Kevin Minh Allen
Born Nguyễn Ðức Minh in Gia Ðịnh district of Sài Gòn on December 5, 1973, Kevin Minh Allen was adopted at 9 months and flown to the U.S. in August 1974. He grew up in a suburb of Rochester, NY. At 27 years of age, he moved to Seattle, where he is currently enjoying the view. Kevin's poems, book reviews and news articles have been published in numerous media outlets. His work can be found online in Tiếng Magazine, Asian American Movement Magazine, The Fighting 44s and the Poetry Superhighway, and in print as well, such as The Northwest Asian Weekly, The International Examiner and HazMat Journal. Currently, Kevin blogs at Ethnically Incorrect and is working feverishly on his first poetry manuscript, called The Wind Above The Coast.
De Profundis
In the photo lies an infant
with toothpick limbs at his side,
motionless, mouth agape.
Yellowing paper ages his skin and leaves him
transparent underneath the afterglow
of a photographer’s flashbulb.
The sisters named him.
Up from the depths,
he called from the back of a bus
with no arms curled under him.
The nurses thought he’d never live past a week.
But when his sores healed and the clouds in his eyes parted,
he posed for the camera on the floor of the orphanage,
plump cheeks laughing.
One more child flown out of the carcass of civil war.
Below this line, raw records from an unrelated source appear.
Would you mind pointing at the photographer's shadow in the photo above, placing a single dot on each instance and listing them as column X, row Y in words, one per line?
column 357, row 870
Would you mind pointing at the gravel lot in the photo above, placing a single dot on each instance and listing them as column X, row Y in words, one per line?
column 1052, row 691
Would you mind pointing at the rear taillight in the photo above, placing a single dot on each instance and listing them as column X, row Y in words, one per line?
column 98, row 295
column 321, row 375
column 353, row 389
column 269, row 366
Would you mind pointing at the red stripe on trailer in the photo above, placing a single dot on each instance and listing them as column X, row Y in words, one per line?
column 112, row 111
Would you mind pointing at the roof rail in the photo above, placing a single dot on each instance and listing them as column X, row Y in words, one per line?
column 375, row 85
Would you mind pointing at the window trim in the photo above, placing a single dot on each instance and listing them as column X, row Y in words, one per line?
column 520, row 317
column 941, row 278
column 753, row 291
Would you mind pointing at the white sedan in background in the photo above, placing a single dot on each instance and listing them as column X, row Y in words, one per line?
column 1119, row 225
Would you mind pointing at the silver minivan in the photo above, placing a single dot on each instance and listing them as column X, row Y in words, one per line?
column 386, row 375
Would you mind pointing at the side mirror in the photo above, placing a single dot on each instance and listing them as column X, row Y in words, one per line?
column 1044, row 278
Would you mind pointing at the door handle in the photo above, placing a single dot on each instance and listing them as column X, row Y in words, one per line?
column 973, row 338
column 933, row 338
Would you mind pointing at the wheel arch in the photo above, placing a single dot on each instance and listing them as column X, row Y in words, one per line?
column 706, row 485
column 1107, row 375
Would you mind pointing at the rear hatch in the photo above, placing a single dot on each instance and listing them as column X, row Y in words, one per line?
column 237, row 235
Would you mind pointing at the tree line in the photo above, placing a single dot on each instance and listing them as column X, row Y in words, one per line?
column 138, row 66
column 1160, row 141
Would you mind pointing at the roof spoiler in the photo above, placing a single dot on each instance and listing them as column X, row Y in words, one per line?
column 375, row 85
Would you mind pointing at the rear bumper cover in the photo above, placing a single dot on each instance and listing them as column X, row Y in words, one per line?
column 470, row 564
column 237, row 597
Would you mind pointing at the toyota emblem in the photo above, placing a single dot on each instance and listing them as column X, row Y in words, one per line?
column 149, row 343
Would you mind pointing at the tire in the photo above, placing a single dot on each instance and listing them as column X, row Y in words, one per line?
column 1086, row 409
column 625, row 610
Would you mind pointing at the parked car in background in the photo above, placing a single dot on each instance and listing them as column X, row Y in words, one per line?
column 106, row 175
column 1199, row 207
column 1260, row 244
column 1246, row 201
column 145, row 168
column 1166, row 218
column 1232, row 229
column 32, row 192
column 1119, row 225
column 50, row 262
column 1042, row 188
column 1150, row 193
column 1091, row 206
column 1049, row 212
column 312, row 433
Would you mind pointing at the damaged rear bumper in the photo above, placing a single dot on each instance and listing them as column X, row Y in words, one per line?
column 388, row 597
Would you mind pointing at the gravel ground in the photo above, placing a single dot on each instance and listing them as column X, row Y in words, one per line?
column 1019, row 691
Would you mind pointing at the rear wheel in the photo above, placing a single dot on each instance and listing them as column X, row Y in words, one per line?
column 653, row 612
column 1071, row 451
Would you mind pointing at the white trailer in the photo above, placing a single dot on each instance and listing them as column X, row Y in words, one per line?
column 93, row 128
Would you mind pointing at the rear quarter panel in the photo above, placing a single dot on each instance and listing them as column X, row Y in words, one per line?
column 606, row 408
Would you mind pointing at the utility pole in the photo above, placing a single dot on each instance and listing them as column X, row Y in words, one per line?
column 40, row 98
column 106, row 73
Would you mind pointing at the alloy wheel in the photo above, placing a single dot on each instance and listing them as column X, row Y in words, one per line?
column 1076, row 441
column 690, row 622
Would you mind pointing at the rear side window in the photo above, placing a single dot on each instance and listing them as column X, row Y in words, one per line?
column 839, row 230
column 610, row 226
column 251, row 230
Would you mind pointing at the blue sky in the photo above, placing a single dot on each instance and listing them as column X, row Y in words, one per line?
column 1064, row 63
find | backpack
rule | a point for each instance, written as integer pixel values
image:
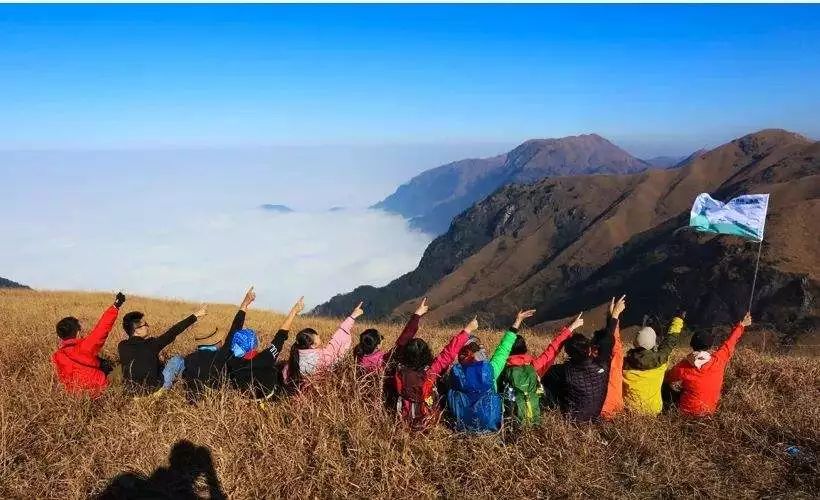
(417, 402)
(522, 391)
(473, 402)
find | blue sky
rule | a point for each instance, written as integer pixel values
(136, 142)
(656, 79)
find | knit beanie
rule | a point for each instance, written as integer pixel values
(244, 341)
(646, 338)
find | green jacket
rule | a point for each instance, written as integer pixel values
(639, 358)
(502, 352)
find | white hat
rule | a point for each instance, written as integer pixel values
(646, 338)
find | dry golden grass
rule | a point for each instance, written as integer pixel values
(338, 442)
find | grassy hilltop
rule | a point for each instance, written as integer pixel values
(336, 441)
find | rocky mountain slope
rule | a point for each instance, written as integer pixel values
(568, 243)
(434, 197)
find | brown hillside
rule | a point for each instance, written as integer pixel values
(337, 441)
(565, 243)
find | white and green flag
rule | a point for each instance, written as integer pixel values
(742, 216)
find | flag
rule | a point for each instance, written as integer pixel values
(743, 216)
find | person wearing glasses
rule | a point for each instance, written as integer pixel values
(142, 370)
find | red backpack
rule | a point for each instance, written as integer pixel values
(418, 398)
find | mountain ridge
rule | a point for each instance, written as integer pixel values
(433, 198)
(531, 245)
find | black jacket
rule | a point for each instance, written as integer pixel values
(206, 368)
(579, 389)
(139, 357)
(260, 375)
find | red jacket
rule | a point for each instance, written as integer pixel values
(76, 362)
(700, 387)
(614, 402)
(543, 362)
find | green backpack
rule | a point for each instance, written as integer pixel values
(522, 391)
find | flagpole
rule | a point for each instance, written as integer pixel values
(754, 280)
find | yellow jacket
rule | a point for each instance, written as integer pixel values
(644, 371)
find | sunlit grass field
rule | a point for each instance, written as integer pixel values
(336, 440)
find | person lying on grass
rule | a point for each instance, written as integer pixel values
(249, 369)
(369, 358)
(579, 385)
(695, 383)
(308, 356)
(76, 361)
(142, 370)
(473, 402)
(520, 381)
(414, 382)
(645, 366)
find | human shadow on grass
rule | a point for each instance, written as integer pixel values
(188, 464)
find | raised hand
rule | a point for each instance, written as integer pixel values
(422, 309)
(357, 311)
(299, 306)
(472, 325)
(521, 316)
(576, 323)
(250, 296)
(203, 311)
(616, 308)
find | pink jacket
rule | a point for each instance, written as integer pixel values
(448, 355)
(321, 358)
(376, 360)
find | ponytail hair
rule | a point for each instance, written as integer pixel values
(304, 340)
(369, 340)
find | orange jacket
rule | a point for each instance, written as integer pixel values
(76, 362)
(700, 387)
(614, 402)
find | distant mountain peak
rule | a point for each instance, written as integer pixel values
(433, 198)
(276, 208)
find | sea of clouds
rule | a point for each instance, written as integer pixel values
(211, 255)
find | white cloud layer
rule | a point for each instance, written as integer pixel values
(208, 254)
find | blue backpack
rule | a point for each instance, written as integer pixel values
(472, 400)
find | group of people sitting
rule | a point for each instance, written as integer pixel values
(462, 384)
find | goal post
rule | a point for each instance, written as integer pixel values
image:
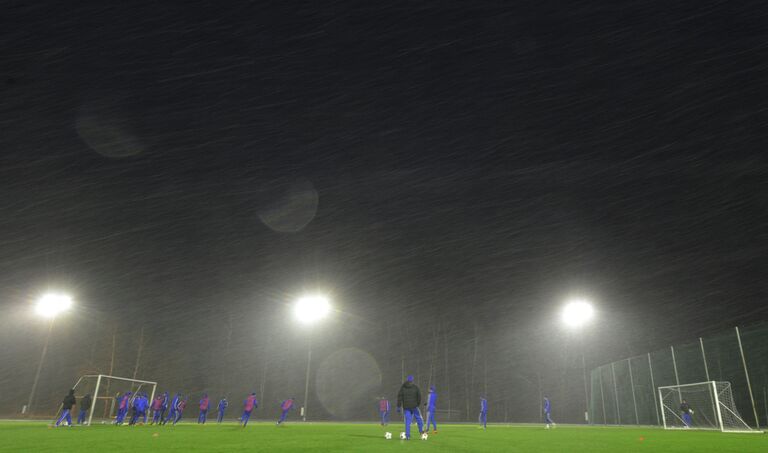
(702, 405)
(103, 389)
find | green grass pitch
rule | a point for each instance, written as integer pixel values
(339, 437)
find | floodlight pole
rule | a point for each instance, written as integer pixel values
(306, 383)
(586, 391)
(39, 368)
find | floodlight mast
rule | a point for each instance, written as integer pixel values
(48, 306)
(310, 310)
(576, 314)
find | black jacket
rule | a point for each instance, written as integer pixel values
(409, 396)
(85, 403)
(69, 401)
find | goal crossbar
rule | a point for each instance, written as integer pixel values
(100, 377)
(717, 390)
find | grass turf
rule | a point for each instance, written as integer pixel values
(321, 437)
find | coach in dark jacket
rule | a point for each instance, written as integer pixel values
(409, 398)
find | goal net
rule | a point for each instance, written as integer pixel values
(703, 405)
(105, 390)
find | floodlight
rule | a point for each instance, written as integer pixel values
(577, 313)
(310, 309)
(50, 305)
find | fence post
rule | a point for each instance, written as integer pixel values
(749, 385)
(677, 380)
(632, 382)
(616, 394)
(704, 358)
(653, 390)
(602, 395)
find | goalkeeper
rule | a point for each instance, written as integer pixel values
(686, 411)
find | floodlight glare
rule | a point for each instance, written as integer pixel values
(310, 309)
(50, 305)
(577, 313)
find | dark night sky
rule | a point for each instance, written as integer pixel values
(475, 161)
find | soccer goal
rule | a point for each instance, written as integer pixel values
(105, 389)
(703, 405)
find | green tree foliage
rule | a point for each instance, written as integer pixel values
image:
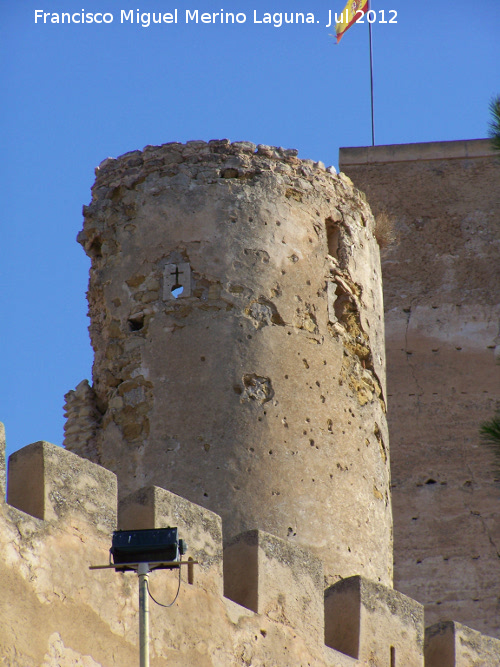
(494, 126)
(490, 437)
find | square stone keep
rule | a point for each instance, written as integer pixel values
(154, 507)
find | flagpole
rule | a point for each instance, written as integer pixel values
(371, 81)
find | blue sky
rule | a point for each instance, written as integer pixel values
(75, 94)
A life saved to memorialize those who perished
in the wind above the coast.
Haing Ngor
On that TV screen you
stumbled upon and crawled over
your countrymen’s skulls
that popped out of thick black mud.
Myriad limbs broken and yellow.
Disbelief at the cruelty unchecked.
Your face so wasted
playing a man so real,
as real as charred skin in your hair can get.
Our Rejoinder
if they were to ask us
‘why now?’
‘what could we be thinking?’
our answers would appear too shallow for their lofty ears
and our reasons are to be locked in a box kept high on the closet shelf.
if we were to turn and ask each other
‘why us?’
‘why now?’
the vast field we lie upon would answer,
‘because it is now or never.’
receiving, incredulous, life’s little tantrums
we set them by the side of the road to let them burn down to inconclusive stubs.
we look into each other’s eyes
through twin telescopes of longing,
feeling ever closer, but knowing it’s a long road ahead.